The first 37 patients were implanted under an Investigational Device Exemption as part of the Food and Drug Administration (FDA) clinical trial of the Clarion implant. Subsequent patients were implanted after the device received FDA approval. Patients met the following criteria for implantation: 18 years of age or older, psychological and emotional stability, profound postlingual deafness without evidence of middle ear disease, one cochlea at least partially patent, and marginal or no benefit from conventional hearing aids.
Patients received implantation with the Clarion Multi-Strategy Cochlear Implant.
Measured were presence or absence of surgical complications and auditory performance with open- and closed-set word and sentence recognition testing.
A total of 47 patients have been implanted. Three patients have suffered complications: two cases of delayed-onset facial palsy both resolved with steroid therapy and one case of internal cochlear stimulator migration required refixation. Significant improvement in speech understanding has been seen in the majority of patients who were implanted within the first 6 months of device use. Specifically, at 6 months, scores on CID (Central Institute for the Deaf) sentences (implant alone) improved from a preoperative mean of 9% to a mean of 72%, and scores on the NU-6 (Northwestern University) monosyllabic word test increased from a preoperative mean of 3% (range, 0-20%) to a mean of 32% (range, 0-70%). More than two thirds (68%) of the adults were able to understand at least 50% of sentences over the telephone, and half were able to understand at least 75% of the sentence material.
The authors' institutional experience with the Clarion Multi-Strategy Cochlear Implant shows minimal surgical morbidity and significant improvement on all open-set test measures of sentence and word recognition.
本研究旨在回顾一家机构在使用Clarion多策略人工耳蜗方面的经验,内容涉及手术技术、手术并发症及康复效果。
本研究是对接受Clarion多策略人工耳蜗植入患者的回顾性研究。
研究地点为一家三级转诊中心,在住院及门诊环境中提供医疗服务。
首批37名患者是在研究器械豁免(Investigational Device Exemption)条件下植入的,这是美国食品药品监督管理局(FDA)对Clarion人工耳蜗进行临床试验的一部分。后续患者是在该器械获得FDA批准后植入的。患者符合以下植入标准:年龄18岁及以上,心理和情绪稳定,语后重度耳聋且无中耳疾病证据,至少一侧耳蜗部分通畅,使用传统助听器效果不佳或无效果。
患者接受Clarion多策略人工耳蜗植入。
观察手术并发症情况以及通过开放词表和封闭词表单词及句子识别测试评估听觉表现。
共有47名患者接受了植入手术。
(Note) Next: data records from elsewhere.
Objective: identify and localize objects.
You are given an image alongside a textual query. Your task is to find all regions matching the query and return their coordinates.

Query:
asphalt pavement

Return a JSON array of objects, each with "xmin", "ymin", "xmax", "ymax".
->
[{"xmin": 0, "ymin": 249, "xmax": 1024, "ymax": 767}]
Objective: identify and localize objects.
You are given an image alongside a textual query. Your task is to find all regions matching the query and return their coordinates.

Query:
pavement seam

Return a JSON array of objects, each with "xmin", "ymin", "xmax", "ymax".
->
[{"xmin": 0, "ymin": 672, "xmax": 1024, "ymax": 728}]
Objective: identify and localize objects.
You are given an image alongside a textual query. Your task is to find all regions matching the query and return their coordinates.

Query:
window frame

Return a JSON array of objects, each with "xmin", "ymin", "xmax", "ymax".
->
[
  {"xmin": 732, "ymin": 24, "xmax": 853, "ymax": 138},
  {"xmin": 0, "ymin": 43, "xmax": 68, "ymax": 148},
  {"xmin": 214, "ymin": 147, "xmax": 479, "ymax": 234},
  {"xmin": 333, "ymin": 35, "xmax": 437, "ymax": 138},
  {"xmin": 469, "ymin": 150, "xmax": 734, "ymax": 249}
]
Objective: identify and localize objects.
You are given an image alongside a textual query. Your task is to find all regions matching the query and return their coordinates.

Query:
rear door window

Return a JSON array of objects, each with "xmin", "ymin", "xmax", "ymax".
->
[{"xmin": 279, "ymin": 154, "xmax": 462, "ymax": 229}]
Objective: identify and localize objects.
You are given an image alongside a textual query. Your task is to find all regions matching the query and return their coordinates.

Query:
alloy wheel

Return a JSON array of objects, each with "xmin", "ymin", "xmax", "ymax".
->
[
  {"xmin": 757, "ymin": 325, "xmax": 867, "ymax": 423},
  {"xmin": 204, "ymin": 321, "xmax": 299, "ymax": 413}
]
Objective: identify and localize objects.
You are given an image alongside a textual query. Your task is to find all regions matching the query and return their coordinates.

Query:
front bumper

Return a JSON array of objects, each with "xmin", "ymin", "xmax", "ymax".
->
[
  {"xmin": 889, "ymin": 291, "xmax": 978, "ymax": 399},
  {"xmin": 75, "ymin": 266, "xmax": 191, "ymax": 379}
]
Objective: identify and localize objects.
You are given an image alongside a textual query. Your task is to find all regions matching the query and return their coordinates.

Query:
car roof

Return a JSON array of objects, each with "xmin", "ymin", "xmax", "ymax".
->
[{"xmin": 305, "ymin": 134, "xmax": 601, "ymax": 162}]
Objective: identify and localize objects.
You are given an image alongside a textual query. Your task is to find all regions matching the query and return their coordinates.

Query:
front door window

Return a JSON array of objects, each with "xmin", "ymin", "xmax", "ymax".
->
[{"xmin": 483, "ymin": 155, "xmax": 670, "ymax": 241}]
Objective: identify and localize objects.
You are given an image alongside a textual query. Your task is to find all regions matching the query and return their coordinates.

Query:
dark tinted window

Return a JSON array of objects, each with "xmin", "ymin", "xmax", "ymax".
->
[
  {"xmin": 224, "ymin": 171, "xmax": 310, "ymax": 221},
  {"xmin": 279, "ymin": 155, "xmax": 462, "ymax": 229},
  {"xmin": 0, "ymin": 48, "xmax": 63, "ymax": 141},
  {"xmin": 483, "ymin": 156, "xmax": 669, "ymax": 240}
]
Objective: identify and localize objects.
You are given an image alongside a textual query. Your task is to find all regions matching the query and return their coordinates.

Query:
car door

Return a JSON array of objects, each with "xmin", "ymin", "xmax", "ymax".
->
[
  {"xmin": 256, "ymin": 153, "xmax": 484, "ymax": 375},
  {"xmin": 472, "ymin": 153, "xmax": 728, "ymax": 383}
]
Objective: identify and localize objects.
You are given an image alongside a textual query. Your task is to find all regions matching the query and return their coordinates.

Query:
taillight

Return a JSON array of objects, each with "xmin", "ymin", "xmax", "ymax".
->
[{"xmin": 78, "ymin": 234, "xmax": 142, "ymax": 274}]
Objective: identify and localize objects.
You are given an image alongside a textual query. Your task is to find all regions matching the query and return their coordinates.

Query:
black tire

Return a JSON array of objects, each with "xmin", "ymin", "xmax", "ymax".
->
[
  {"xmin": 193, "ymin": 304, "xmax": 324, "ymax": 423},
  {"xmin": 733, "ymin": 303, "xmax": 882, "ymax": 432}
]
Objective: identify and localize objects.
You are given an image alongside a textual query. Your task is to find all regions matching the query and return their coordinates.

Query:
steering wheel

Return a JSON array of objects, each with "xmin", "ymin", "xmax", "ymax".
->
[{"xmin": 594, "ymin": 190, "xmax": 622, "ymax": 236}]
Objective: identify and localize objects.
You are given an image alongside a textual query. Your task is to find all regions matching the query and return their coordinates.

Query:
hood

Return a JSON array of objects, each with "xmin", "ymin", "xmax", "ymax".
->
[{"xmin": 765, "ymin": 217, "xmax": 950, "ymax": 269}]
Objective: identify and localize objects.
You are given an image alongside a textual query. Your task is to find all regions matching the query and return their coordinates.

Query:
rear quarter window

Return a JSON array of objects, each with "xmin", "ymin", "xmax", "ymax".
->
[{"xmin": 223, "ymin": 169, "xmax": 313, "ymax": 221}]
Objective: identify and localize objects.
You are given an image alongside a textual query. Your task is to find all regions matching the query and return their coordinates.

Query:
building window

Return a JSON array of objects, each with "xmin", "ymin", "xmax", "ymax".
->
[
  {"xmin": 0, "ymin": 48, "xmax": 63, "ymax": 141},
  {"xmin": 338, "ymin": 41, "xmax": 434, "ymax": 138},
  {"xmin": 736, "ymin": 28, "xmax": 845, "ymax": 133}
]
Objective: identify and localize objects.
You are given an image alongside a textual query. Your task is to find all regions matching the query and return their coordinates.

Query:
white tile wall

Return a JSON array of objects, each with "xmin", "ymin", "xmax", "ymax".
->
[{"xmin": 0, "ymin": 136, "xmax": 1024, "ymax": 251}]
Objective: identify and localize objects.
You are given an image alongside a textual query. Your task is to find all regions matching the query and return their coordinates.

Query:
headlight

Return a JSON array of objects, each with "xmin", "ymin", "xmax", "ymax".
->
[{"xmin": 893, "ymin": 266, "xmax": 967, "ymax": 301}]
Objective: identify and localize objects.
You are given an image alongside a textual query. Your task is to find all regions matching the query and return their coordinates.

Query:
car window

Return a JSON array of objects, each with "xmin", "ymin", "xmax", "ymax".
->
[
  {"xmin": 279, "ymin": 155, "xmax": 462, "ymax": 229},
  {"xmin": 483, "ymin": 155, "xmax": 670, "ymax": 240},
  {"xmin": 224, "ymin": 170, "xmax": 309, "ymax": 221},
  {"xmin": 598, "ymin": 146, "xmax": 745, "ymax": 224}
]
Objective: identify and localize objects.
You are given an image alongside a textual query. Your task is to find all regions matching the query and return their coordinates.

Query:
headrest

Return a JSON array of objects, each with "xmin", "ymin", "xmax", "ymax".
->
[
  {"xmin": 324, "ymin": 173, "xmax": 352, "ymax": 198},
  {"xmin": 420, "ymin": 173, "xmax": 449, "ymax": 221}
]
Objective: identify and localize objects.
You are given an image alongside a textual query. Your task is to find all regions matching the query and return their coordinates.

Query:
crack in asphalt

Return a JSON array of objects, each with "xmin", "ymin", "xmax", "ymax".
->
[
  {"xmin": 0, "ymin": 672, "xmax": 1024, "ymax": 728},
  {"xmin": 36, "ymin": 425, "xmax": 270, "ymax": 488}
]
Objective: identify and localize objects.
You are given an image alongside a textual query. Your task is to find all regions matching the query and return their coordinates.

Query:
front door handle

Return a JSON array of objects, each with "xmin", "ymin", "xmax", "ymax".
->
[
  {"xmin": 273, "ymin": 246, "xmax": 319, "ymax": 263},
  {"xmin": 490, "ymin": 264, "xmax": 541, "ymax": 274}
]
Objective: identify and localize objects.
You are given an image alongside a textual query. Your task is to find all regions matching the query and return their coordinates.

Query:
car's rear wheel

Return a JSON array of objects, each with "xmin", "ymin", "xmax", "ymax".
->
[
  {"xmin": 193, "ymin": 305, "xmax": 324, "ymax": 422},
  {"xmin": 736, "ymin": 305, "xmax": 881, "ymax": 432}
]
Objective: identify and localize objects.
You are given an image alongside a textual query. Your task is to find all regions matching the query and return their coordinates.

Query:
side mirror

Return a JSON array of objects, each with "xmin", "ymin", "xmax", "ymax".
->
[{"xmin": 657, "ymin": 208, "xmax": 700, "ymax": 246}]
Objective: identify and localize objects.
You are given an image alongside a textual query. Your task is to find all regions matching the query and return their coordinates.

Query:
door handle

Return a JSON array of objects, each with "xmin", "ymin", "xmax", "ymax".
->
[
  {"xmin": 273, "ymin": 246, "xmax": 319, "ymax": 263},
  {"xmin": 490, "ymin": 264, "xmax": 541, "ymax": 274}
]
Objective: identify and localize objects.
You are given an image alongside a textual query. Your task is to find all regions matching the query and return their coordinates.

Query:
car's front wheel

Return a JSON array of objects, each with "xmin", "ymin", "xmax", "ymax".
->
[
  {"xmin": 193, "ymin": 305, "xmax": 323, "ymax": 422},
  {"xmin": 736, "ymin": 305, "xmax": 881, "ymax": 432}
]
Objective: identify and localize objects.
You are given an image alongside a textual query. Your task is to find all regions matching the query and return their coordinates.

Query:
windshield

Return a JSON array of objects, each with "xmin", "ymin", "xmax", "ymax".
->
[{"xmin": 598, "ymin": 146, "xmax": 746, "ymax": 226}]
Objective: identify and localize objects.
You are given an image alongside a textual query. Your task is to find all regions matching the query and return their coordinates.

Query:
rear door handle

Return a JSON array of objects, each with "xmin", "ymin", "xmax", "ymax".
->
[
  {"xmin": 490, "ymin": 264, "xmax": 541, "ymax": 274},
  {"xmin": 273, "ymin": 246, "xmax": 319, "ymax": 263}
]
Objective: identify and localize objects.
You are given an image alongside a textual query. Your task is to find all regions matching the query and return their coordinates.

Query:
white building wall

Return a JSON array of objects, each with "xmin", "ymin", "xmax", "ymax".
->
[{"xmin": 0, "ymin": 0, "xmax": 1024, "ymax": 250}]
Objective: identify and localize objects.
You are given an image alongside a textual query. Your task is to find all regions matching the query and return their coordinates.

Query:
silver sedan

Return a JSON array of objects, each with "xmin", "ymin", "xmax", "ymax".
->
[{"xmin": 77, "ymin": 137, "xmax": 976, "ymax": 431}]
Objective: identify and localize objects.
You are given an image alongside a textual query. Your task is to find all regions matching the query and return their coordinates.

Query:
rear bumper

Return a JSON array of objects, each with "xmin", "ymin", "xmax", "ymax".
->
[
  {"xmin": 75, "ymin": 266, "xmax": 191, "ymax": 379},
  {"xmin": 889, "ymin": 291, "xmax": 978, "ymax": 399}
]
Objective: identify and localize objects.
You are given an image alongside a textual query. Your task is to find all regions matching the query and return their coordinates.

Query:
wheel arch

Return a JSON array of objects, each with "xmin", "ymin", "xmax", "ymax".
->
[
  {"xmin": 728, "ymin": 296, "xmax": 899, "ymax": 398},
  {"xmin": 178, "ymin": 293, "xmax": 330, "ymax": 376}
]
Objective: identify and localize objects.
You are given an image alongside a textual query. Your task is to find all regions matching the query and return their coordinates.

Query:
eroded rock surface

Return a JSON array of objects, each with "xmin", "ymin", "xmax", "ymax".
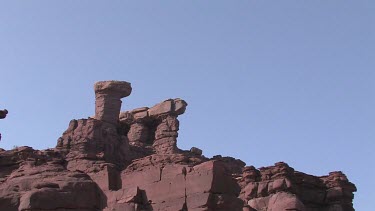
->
[{"xmin": 0, "ymin": 81, "xmax": 356, "ymax": 211}]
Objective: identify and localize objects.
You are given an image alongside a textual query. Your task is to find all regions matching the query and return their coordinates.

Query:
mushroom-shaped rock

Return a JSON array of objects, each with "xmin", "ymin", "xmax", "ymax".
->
[{"xmin": 94, "ymin": 81, "xmax": 132, "ymax": 124}]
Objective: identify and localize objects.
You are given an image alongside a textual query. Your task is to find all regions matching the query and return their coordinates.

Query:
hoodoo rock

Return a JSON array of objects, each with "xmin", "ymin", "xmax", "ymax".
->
[{"xmin": 0, "ymin": 81, "xmax": 356, "ymax": 211}]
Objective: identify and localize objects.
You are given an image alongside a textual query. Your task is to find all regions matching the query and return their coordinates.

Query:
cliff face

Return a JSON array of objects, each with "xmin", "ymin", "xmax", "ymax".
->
[{"xmin": 0, "ymin": 81, "xmax": 356, "ymax": 211}]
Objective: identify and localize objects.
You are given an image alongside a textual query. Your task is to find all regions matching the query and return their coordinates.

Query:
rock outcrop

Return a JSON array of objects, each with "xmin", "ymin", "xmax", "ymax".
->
[{"xmin": 0, "ymin": 81, "xmax": 356, "ymax": 211}]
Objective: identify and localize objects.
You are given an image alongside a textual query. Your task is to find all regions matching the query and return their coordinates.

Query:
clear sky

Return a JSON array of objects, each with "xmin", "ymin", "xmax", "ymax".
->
[{"xmin": 0, "ymin": 0, "xmax": 375, "ymax": 211}]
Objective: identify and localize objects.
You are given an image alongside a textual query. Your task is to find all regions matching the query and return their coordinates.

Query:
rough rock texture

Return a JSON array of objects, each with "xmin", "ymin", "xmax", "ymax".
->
[{"xmin": 0, "ymin": 81, "xmax": 356, "ymax": 211}]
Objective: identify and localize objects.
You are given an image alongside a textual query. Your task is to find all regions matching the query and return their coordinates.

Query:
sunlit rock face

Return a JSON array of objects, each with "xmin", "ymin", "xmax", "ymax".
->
[{"xmin": 0, "ymin": 81, "xmax": 356, "ymax": 211}]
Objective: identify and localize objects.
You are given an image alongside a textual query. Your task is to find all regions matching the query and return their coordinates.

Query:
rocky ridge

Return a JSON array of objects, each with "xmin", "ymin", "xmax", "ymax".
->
[{"xmin": 0, "ymin": 81, "xmax": 356, "ymax": 211}]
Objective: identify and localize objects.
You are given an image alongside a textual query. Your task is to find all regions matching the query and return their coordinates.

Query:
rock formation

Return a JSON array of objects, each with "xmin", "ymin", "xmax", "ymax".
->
[
  {"xmin": 0, "ymin": 81, "xmax": 356, "ymax": 211},
  {"xmin": 0, "ymin": 109, "xmax": 8, "ymax": 140}
]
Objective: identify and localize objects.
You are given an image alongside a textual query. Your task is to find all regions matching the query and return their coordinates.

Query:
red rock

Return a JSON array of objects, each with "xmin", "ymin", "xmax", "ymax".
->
[{"xmin": 0, "ymin": 81, "xmax": 356, "ymax": 211}]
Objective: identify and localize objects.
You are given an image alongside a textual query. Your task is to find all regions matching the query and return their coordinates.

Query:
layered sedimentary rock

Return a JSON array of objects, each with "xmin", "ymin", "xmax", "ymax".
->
[{"xmin": 0, "ymin": 81, "xmax": 356, "ymax": 211}]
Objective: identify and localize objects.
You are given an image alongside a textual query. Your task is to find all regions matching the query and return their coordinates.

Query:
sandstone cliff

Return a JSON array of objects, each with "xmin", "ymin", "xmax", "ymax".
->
[{"xmin": 0, "ymin": 81, "xmax": 356, "ymax": 211}]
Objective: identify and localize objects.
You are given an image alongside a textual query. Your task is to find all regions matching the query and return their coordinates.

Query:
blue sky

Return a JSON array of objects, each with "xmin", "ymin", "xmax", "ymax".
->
[{"xmin": 0, "ymin": 0, "xmax": 375, "ymax": 211}]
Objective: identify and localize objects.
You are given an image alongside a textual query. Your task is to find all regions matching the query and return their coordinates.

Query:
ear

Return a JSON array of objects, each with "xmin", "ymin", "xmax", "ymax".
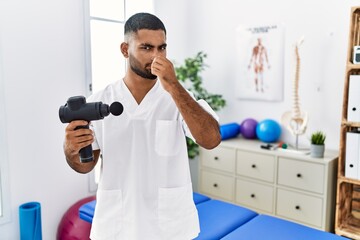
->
[{"xmin": 120, "ymin": 42, "xmax": 129, "ymax": 58}]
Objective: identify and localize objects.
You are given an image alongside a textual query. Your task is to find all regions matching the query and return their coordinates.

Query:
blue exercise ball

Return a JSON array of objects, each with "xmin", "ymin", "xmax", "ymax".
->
[{"xmin": 256, "ymin": 119, "xmax": 281, "ymax": 143}]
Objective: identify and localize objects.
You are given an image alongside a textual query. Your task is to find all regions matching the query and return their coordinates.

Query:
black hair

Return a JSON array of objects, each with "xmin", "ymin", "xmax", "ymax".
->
[{"xmin": 124, "ymin": 13, "xmax": 166, "ymax": 35}]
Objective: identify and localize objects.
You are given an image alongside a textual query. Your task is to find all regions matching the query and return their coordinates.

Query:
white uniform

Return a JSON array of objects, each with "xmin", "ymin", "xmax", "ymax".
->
[{"xmin": 87, "ymin": 80, "xmax": 217, "ymax": 240}]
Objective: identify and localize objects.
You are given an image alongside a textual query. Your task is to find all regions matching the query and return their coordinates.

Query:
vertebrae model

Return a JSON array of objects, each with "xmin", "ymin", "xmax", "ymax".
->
[{"xmin": 281, "ymin": 37, "xmax": 308, "ymax": 139}]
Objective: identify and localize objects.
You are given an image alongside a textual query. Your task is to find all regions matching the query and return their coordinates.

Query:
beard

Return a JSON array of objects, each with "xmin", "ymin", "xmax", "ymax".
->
[{"xmin": 129, "ymin": 55, "xmax": 157, "ymax": 80}]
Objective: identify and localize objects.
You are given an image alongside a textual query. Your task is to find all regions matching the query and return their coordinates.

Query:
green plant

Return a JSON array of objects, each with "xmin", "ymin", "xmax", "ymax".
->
[
  {"xmin": 175, "ymin": 52, "xmax": 226, "ymax": 159},
  {"xmin": 311, "ymin": 131, "xmax": 326, "ymax": 145}
]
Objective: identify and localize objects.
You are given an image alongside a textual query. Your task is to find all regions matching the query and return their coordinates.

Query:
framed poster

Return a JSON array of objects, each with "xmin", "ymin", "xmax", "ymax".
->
[{"xmin": 236, "ymin": 25, "xmax": 284, "ymax": 101}]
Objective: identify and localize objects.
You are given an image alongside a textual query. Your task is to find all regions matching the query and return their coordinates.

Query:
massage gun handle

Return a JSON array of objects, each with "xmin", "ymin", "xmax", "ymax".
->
[{"xmin": 75, "ymin": 124, "xmax": 94, "ymax": 163}]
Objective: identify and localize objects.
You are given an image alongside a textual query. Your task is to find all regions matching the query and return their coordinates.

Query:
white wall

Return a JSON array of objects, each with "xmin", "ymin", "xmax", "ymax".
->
[
  {"xmin": 155, "ymin": 0, "xmax": 360, "ymax": 149},
  {"xmin": 0, "ymin": 0, "xmax": 93, "ymax": 240}
]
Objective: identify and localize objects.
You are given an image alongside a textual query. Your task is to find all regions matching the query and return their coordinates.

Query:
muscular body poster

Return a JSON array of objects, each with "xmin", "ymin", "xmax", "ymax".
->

3名患者出现并发症:2例迟发性面神经麻痹经类固醇治疗后均痊愈,1例人工耳蜗内部刺激器移位需重新固定。大多数在器械使用的前6个月内植入人工耳蜗的患者在言语理解方面有显著改善。具体而言,在6个月时,聋人中央研究所(Central Institute for the Deaf,CID)句子测试(仅人工耳蜗)得分从术前平均9%提高到平均72%,西北大学(Northwestern University)NU - 6单音节单词测试得分从术前平均3%(范围0 - 20%)提高到平均32%(范围0 - 70%)。超过三分之二(68%)的成年人能够在电话中理解至少50%的句子,一半成年人能够理解至少75%的句子内容。
作者所在机构使用Clarion多策略人工耳蜗的经验表明,手术发病率极低,并且在所有开放词表句子和单词识别测试指标上均有显著改善。